В больнице никому ни до кого не было дела. Никто не следил за посетителями. Поэтому мы беспрепятственно прошли сначала к Пашке, а потом к его отцу. Павлику стало значительно лучше. А вот отец его выглядел плохо, весь како-то желтый и очень худой. Я даже долго не смог на него смотреть, слезы подступали и начинали душить. Оставив его с детьми, мы вышли из палаты.
Рядом стояла женщина в черном и тихо плакала. Молодой врач неумело пытался успокоить ее: «Мы сделали все, что могли». Эта дежурная фраза убивала наповал. А что они вообще могут, эти врачи? Санитарка выносила в туалет чье-то судно. Я вдруг почувствовал ужасную тоску и одиночество, несмотря даже на то, что Рита была рядом. Какое-то черное непонятное предчувствие наполнило меня всего и все больничное пространство, и весь мир за окнами. Я вспомнил отца Николая. Его грустные и полные любви и сочувствия глаза. Он советовал мне в трудные минуты молиться.
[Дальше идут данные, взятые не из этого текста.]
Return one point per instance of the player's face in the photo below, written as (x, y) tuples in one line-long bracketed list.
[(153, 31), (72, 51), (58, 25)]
Я закричал про себя: «Господи, помилуй!» и кричал до тех пор, пока темная туча не миновала меня.
Крещение
Ночью мне не спалось, и я решил поиграть, но компьютер все время зависал и печатал мне какую-то ерунду, причем, на английском языке. «Game is over. You are my, Swan». Вначале, я подумал, что это банальный вирус. Но потом, когда дословно перевел написанное, дурное предчувствие опять возникло в моей душе. «Игра окончена. Ты мой, Лебедь».
Вирус не может знать, как меня зовут. Тут что-то не то. И это пугало меня. Внезапно я понял. Это Коршун, который хочет получить мои кольца. Они имеют для него огромное значение. Это для него реальная власть и сила. Он хочет стать главным в роду Лебедей. Сделать этот род родом Коршунов... Мне стало страшно. Я опять помолился. И сразу уснул.